There is a place to which you sometimes return in twilight monents of dreams and visions -- flying on bat wings, tumbling through the violet dusk. Is it the lost home you thought would never change and from which you emerged into a wider world?
Or is it a place you saw one time, in a moment, as you passed by in a car driving trough a small town? There it was, this house on a river with a screen porch in back, blue hydrangeas, and the scent of many flowers drifting through the open windows of your car.
And while you looked, the river turned and swept majestically near the house, its swift currents purling and eddying at the foot of a tangled garden with many an ancient flagstone and a broken trellis.
Settling under the eaves now (on bat wings you wait for the dark and listen to the river. There you hang for a long time waiting, waiting for the cool air from over the water while the crickets and tree toads begin tuning up. The river is for listening.
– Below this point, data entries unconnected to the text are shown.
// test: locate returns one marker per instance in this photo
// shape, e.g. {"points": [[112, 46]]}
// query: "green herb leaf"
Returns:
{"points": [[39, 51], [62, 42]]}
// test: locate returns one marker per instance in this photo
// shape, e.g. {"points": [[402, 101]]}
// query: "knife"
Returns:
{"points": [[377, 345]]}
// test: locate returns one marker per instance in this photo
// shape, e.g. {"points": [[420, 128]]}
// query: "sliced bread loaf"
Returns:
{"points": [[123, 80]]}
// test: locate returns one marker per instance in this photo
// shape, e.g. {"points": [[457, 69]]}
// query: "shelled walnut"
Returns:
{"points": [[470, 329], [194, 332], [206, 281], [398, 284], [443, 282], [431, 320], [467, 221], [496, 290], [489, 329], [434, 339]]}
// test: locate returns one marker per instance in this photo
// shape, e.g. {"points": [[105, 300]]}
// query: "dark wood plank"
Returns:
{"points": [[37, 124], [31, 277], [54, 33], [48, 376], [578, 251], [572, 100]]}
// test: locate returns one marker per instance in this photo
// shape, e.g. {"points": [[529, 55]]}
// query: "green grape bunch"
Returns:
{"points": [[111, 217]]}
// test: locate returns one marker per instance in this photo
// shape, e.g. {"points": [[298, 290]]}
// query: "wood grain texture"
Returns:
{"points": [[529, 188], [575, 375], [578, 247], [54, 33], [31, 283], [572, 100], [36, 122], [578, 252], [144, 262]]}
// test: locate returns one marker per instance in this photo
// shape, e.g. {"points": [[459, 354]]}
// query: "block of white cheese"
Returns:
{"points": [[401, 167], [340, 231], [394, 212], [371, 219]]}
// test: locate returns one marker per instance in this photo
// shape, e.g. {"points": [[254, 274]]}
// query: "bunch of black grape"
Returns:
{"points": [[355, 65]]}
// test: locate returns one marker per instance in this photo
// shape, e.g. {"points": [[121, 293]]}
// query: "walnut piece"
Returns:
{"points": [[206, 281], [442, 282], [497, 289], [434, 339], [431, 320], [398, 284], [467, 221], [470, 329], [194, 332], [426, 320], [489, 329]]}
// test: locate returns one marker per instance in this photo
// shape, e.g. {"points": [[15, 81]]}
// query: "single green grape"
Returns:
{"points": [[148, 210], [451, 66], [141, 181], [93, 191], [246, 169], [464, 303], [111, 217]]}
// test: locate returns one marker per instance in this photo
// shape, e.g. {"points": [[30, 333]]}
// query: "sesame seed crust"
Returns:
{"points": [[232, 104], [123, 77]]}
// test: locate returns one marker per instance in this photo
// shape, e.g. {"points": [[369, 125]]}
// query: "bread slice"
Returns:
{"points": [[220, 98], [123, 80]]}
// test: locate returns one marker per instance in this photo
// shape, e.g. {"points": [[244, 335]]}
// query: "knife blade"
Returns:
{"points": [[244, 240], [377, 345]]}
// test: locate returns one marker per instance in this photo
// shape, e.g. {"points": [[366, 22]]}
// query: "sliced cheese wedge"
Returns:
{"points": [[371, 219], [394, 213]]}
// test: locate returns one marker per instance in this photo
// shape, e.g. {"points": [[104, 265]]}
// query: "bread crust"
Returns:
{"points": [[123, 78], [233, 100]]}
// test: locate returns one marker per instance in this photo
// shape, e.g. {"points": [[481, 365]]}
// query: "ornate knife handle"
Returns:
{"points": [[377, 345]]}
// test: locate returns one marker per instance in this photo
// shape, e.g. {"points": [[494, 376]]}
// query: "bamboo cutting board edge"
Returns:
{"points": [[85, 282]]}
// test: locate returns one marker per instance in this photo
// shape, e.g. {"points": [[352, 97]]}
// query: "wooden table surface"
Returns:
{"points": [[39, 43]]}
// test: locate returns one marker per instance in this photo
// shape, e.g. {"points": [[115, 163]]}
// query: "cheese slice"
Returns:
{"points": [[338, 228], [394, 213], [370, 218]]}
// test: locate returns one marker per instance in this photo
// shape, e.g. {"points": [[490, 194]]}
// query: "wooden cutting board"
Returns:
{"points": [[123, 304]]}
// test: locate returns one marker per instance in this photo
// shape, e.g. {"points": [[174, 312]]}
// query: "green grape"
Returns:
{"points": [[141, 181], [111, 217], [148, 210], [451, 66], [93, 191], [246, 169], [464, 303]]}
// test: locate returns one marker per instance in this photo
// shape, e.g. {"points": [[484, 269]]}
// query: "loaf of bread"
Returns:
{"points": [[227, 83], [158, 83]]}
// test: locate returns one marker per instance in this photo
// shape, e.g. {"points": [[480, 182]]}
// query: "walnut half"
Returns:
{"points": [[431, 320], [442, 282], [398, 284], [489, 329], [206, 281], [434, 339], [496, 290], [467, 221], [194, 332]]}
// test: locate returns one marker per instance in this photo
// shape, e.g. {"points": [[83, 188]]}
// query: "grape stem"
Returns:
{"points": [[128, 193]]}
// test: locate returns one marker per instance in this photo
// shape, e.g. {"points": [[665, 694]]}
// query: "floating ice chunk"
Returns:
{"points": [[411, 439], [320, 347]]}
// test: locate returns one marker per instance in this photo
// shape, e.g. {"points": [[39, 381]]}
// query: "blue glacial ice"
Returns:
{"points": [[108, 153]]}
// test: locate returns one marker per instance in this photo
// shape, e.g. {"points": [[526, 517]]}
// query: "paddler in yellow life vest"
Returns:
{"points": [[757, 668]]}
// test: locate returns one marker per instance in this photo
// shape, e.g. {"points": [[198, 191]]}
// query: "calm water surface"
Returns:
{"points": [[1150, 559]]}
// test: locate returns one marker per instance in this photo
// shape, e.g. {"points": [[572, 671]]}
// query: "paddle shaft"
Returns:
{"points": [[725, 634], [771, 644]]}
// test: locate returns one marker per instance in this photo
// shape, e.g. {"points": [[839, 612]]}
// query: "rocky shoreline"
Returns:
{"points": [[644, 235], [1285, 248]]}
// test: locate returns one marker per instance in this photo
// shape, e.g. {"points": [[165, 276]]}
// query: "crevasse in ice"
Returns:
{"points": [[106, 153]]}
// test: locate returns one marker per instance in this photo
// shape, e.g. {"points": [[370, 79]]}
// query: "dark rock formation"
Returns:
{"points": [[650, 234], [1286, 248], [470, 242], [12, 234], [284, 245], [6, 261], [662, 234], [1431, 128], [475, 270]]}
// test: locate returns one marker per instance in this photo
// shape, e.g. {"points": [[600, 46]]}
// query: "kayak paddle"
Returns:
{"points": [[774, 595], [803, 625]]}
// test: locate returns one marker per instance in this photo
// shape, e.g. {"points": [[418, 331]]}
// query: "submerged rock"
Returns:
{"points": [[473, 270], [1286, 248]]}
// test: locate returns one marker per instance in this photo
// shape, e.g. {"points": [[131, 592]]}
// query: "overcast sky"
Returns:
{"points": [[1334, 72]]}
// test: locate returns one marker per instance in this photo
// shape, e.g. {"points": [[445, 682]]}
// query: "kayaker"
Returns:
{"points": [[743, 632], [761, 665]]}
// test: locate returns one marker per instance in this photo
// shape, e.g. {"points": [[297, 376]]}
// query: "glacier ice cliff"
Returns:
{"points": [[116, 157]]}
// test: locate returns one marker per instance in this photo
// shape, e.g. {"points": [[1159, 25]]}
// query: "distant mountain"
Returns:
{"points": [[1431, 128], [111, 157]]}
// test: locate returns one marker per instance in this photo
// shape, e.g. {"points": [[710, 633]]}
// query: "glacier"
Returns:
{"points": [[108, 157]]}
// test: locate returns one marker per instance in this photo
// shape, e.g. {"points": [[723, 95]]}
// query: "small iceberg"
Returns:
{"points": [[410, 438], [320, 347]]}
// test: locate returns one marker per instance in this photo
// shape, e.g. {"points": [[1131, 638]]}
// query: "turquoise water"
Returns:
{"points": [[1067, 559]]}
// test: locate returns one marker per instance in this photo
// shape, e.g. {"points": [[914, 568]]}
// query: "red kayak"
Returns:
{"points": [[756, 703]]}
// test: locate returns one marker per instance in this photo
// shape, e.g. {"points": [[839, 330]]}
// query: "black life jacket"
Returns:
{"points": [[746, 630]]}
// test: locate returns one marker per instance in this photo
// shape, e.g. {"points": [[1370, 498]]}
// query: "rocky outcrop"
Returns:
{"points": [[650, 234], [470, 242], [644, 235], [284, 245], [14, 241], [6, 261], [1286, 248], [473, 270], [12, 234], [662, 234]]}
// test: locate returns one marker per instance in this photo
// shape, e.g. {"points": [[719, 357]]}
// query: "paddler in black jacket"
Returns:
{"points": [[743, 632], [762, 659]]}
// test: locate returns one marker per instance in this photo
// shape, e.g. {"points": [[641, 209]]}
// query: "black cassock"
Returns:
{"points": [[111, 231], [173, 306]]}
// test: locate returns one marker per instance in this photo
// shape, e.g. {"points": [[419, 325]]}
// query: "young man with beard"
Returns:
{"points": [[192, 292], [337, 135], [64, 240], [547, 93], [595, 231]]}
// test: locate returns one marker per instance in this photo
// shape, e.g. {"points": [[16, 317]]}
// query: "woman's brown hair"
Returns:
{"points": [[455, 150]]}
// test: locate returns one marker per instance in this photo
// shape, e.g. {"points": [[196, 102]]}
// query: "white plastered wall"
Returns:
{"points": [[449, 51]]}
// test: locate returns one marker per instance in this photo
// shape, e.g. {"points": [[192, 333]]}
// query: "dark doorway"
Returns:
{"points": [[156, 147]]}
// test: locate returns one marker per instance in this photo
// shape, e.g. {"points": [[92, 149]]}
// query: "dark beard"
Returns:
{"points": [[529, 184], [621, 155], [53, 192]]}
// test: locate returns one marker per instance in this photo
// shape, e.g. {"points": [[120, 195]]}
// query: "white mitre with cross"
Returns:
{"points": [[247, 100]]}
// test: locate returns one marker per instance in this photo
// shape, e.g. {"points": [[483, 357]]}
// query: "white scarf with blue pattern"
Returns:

Sure of the night, flying, you cross and recross the windows of the river house. And in you bat-blind inner vision you think you know what is in those darkened rooms and hallways, as if you had been there before, lived and grown up there. ''How familiar it all feels!'' you say to yourself.
Almost invisible now, you dart in the air over the premises -- the bat author -- putting reminiscences into almost every corner, scene after scene. Is this your own life you're revising? Or is it part of something deeper?
Remember the time you stood in the hall with its tall clock and bannister, and that sudden twinge you felt while your brother, at the piano, was playing Mozart? And again, later, coming down the stairs, you were strangely caught and stopped halfway by that same startling phrase from the piano, the essence of which would never entirely vanish in the deep well of the heart.
You see yourself wandering through rooms like typical summer days or in the garden with its marigolds or at night under the siereal sky.
And with a kind of awe, it comes to you -- how it's always the same at the river house: so many thoughts, deep and half forgotten like summer winds and flower petals blowing over the water.
As if, for a time and when no one knew, listening to the river, you went through a forbidden gate into a garden full of bright, yellow marigolds, and you were blinded. And you knew you would see again, but never exactly the same way. You knew (for the river told you) that, yes, after all, you would find your forgotten moments in all their glory!